IG Metall lehnt Sozialpartnermodell ab

Die Bafin gibt grünes Licht für das erste Sozialpartnermodell in Deutschland. Quelle: Bild von Ohmydearlife auf Pixabay.

Mit dem Sozialpartnermodell sollte die betriebliche Altersvorsorge (bAV) attraktiver gemacht werden. In Praxis stößt es auf taube Ohren. Die Delegierten auf dem Gewerkschaftstag der IG Metall haben sich nun mit großer Mehrheit dagegen ausgesprochen.
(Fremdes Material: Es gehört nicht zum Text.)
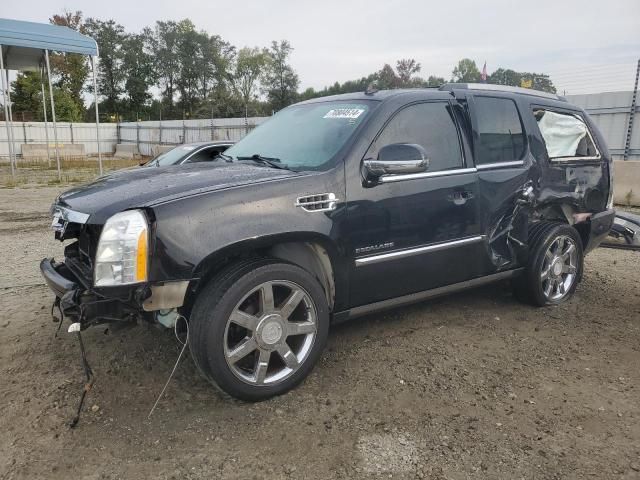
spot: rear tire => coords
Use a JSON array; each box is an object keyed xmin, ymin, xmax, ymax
[
  {"xmin": 189, "ymin": 259, "xmax": 329, "ymax": 401},
  {"xmin": 514, "ymin": 222, "xmax": 584, "ymax": 307}
]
Im Rahmen des Alterssicherungskonzepts der IG Metall seien „Betriebsrentensysteme auf Basis einer reinen Beitragszusage und somit auch das Sozialpartnermodell ausgeschlossen“, zitiert die Frankfurter Allgemeine Zeitung (FAZ) aus dem Antrag, der nun von 272 Gewerkschaftern – bei 139 Gegenstimmen – angenommen wurde.

Dies sei vor allem für den Landesverband Baden-Württemberg ein harter Rückschlag. Dort hätten die Vertreter der IG Metall seit Jahren zusammen mit den Arbeitgebern darüber verhandelt, wie sich dieses anspruchsvolle Reformkonzept tarifvertraglich in die Praxis umsetzen lassen könnte.

Dabei lehne die IG Metall laut Bericht vor allem die Kapitaldeckung als Baustein tragender Säulen der Rente grundsätzlich ab. Stattdessen fordere sie, die Kenngröße „Rentenniveau“ der gesetzlichen Rente von derzeit 48 auf 53 Prozent anzuheben.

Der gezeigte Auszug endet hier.